Draznin and colleagues [93, 114] have provided additional evidence for this ‘dual insulin signalling hypothesis’. In cultured VSMCs and endothelial cells treated with PI-3 kinase inhibitors, insulin cannot activate nitric oxide synthase to generate nitric oxide and these cells are no longer protected from the detrimental effects of vascular endothelial growth factor, platelet-derived growth factor (PDGF) and other inflammatory peptides. Insulin continues to stimulate VSMC proliferation/migration even though the PI-3 kinase pathway has been inhibited and increases prenylated Ras (rat sarcoma) and Rho (Ras related homologue), leading to augmented VSMC response to the growth-promoting effects of IGF-1, epidermal growth factor, PDGF and angiotensin II. These effects are enhanced when PI-3 kinase is inhibited [119, 120]. The sensitising effect of VSMCs to angiotensin II is of particular importance, since hyperinsulinaemia doubles the ability of angiotensin II to transactivate NF-kB [120], a powerful nuclear transcription factor that activates multiple inflammatory pathways involved in atherogenesis [121, 122] and causes IRS-1 serine phosphorylation, which inhibits insulin signalling [123]. Angiotensin II also serine phosphorylates IRS-1 in aortic smooth muscle and skeletal muscle cells [124]. This provides a pathophysiological link between insulin resistance, atherogenesis and essential hypertension.
Genetic vs acquired defects in insulin signal transduction
To examine whether the insulin signalling defect is genetic or acquired, we studied lean normal glucose-tolerant offspring of two diabetic parents [65]. These offspring are severely insulin-resistant [65, 103] and at high risk of developing diabetes. Insulin-stimulated glucose disposal was markedly reduced despite increased insulin receptor tyrosine phosphorylation [103]. Basal and insulin-stimulated IRS-1 tyrosine phosphorylation/PI-3 kinase activity were markedly reduced. From these observations five points ensue: (1) early in the natural history of type 2 diabetes insulin receptor activation is normal (Fig. 4b); (2) the rate-limiting step for insulin signalling resides at IRS-1; (3) molecular abnormalities responsible for insulin resistance are present long before onset of overt diabetes or impaired glucose tolerance; (4) insulin normally augments MAP kinase, but not PI-3 kinase, demonstrating dissociation between regulation of PI-3 kinase and MAP kinase pathways; and (5) tissues of offspring with normal glucose tolerance are being ‘incubated’ in a ‘sea’ of molecular insulin resistance and atherogenicity from an early age, explaining in part why clinically evident CVD is present in 15 to 20% of individuals at initial diagnosis [125] and why insulin resistance and CVD are closely linked [19, 20, 44, 67–72]. Only thiazolidinediones simultaneously augment the PI-3 kinase (metabolic) pathway while inhibiting the MAP kinase (atherogenic) pathway [126, 127]. Thiazolidinediones also enhance nitric oxide synthase activity, increasing nitric oxide production [128–130]; they also reduce high-sensitivity C-reactive protein levels and improve multiple cardiovascular risk factors in type 2 diabetic participants [131].
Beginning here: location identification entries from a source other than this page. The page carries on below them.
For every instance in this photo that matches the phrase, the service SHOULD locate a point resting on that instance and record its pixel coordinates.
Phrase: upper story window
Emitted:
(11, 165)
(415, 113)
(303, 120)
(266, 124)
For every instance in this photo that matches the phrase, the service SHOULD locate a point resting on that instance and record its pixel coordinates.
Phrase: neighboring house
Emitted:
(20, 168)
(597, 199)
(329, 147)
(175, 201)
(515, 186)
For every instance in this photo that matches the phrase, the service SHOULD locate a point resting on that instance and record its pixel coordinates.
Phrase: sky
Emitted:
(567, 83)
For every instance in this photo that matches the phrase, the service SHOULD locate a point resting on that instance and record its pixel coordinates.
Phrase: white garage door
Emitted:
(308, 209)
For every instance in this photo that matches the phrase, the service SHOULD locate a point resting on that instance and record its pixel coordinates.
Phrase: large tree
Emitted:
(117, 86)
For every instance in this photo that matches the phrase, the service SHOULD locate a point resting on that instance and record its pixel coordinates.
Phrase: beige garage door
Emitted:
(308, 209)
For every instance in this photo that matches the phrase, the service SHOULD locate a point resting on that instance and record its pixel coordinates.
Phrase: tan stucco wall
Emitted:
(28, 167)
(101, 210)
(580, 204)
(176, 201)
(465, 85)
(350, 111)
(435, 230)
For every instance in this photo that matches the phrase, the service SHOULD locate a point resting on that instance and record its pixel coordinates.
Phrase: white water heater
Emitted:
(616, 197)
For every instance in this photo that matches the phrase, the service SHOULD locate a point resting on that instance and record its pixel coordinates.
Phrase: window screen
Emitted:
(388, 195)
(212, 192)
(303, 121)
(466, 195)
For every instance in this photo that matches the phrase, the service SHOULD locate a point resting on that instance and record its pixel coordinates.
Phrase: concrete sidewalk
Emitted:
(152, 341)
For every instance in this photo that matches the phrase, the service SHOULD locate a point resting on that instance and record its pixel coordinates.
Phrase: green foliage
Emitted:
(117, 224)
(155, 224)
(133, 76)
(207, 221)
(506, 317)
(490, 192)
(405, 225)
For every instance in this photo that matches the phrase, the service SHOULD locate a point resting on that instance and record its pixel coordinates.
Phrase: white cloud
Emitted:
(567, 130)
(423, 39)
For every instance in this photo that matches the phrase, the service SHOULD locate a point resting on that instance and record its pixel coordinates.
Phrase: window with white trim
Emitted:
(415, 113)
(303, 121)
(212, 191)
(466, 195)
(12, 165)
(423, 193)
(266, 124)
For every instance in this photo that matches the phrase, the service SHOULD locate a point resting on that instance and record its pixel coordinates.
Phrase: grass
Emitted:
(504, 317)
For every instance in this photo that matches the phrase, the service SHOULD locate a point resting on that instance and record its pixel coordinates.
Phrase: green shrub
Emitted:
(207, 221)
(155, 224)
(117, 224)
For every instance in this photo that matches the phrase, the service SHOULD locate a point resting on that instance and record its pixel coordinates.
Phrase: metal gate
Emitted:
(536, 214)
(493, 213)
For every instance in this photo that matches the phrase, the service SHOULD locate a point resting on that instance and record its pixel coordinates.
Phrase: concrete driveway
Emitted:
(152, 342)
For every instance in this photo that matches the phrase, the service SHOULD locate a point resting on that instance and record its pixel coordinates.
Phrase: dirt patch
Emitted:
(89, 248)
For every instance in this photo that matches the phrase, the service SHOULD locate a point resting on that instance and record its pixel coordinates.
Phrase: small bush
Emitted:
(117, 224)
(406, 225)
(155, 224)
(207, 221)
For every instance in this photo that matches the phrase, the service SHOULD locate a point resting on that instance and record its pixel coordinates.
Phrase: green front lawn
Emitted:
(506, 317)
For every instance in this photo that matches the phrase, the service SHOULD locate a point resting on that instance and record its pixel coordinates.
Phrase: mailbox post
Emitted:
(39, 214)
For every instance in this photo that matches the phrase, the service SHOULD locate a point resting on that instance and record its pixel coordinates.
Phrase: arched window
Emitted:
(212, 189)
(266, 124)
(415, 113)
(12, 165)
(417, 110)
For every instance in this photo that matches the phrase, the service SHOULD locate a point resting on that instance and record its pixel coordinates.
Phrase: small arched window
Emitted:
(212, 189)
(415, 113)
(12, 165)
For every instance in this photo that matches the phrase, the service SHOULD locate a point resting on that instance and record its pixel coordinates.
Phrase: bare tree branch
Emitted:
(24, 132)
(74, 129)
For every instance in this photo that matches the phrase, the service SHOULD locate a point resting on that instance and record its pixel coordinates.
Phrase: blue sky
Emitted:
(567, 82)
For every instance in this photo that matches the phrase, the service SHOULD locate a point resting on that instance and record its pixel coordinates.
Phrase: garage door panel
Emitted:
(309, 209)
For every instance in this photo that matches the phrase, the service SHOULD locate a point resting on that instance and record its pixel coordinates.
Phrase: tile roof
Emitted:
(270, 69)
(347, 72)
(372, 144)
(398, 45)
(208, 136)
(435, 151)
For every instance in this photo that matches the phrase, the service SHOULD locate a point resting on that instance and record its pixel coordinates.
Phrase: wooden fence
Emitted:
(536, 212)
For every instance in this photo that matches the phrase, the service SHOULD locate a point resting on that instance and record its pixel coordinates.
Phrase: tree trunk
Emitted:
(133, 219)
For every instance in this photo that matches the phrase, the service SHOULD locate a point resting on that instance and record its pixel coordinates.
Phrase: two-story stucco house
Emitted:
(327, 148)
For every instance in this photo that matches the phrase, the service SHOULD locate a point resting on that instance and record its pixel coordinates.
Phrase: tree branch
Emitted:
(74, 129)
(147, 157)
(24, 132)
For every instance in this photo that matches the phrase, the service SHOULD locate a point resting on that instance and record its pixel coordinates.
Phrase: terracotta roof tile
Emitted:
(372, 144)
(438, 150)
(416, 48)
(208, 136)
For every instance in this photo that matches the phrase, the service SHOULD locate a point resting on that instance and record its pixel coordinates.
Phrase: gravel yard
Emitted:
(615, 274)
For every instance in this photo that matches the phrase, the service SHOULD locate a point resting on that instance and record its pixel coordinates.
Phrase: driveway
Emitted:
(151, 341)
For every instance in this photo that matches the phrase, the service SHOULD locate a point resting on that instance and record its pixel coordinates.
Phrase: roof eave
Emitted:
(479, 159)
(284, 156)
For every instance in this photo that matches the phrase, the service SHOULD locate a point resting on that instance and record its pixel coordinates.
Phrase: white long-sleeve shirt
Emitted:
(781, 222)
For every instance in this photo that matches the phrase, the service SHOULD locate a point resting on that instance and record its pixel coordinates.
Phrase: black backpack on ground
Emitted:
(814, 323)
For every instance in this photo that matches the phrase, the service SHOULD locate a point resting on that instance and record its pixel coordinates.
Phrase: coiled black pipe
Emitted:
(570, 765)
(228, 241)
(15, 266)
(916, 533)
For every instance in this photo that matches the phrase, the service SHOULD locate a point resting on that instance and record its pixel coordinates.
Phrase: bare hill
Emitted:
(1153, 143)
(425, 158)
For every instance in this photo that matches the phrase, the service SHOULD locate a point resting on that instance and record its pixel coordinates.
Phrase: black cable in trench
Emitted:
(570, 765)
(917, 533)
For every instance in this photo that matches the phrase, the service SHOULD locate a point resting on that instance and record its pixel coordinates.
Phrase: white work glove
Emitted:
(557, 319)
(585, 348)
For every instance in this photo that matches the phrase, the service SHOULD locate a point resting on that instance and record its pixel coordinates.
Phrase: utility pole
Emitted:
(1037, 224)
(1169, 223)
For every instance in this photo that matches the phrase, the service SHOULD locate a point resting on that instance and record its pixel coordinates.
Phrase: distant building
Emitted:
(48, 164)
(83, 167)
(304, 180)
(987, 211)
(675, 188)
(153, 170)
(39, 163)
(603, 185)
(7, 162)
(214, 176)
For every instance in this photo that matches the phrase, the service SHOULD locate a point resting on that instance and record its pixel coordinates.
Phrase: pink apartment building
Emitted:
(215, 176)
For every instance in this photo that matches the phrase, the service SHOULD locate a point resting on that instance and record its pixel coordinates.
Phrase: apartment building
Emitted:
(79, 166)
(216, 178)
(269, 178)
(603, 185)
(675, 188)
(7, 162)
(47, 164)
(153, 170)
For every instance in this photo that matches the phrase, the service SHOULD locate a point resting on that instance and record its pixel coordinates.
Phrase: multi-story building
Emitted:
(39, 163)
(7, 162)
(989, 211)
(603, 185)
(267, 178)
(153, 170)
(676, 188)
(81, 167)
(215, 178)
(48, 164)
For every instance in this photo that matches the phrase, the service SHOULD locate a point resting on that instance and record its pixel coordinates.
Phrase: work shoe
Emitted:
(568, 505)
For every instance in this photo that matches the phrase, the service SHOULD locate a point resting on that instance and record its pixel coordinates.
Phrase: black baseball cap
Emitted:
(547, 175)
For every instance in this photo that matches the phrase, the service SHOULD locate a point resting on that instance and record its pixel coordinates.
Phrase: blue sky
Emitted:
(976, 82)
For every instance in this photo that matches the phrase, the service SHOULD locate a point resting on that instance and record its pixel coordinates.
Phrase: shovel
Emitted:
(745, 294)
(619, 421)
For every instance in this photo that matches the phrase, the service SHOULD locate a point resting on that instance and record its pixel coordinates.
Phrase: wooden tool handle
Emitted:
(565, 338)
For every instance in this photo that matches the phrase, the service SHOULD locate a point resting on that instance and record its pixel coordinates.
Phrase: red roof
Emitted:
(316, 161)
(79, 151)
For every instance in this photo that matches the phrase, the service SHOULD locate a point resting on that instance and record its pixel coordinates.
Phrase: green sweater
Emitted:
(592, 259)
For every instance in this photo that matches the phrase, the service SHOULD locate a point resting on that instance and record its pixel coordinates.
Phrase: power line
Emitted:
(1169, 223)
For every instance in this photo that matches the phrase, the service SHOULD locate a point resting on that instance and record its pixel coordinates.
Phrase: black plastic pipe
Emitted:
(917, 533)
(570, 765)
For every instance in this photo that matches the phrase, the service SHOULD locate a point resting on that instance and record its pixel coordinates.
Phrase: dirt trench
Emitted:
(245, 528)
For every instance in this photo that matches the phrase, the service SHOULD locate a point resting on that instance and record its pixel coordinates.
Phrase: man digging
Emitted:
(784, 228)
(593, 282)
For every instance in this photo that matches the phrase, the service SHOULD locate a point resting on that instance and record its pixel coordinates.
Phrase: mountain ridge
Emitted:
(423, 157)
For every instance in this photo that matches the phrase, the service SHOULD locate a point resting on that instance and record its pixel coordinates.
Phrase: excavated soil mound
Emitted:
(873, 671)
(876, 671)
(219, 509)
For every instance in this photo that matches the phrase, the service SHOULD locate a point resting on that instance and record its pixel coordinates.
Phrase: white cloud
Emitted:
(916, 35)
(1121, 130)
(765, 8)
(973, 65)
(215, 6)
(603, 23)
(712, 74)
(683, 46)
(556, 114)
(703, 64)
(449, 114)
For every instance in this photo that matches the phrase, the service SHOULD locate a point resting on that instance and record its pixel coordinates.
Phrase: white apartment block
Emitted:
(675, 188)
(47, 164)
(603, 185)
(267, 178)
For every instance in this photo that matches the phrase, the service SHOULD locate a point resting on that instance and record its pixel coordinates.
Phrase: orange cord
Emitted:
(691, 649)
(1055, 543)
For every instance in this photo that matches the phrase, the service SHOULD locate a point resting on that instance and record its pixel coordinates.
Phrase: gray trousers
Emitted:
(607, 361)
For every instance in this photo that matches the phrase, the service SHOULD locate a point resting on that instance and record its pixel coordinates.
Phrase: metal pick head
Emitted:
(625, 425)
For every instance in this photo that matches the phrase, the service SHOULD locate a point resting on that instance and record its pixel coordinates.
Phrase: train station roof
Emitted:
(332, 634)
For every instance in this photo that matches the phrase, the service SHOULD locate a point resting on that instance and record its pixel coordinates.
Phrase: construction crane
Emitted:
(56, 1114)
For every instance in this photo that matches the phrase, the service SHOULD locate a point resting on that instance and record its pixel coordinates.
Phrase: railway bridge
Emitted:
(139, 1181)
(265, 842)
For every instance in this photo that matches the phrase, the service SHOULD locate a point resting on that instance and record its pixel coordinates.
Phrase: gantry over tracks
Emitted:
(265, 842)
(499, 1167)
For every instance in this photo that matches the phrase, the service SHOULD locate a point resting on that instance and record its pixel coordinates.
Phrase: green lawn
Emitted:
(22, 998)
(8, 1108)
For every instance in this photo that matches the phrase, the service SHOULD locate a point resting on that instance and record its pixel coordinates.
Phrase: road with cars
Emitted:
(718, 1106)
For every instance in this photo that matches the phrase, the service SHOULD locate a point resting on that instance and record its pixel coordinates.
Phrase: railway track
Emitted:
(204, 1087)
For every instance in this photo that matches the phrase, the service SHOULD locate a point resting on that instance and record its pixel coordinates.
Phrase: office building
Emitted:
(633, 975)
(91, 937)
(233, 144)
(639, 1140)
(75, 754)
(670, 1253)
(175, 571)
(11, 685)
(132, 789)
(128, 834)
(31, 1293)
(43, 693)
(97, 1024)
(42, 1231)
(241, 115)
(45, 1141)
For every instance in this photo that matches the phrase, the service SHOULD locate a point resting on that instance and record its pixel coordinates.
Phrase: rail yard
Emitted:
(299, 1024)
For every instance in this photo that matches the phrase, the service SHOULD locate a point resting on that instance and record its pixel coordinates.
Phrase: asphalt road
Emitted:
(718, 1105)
Lipotoxicity, insulin resistance and atherosclerotic CVD
The term ‘lipotoxicity’ was coined by Unger to describe the deleterious effect of tissue fat accumulation on glucose metabolism [132]. However, lipotoxicity has assumed added significance (see textbox: Lipotoxicity). Experimental NEFA elevation to reproduce levels in type 2 diabetes causes severe muscle/liver insulin resistance [133–135] and inhibits insulin secretion [136], reproducing the three basic core defects of type 2 diabetes. Elevated plasma NEFA impair glucose oxidation/glycogen synthesis [133] and decrease glucose transport/phosphorylation [104, 135]. Most importantly, lipid infusion to increase plasma NEFA levels in participants with normal glucose tolerance caused a dose–response inhibition of insulin receptor/IRS-1 tyrosine phosphorylation and PI-kinase activity, which correlate closely with reduced insulin-stimulated glucose disposal [137].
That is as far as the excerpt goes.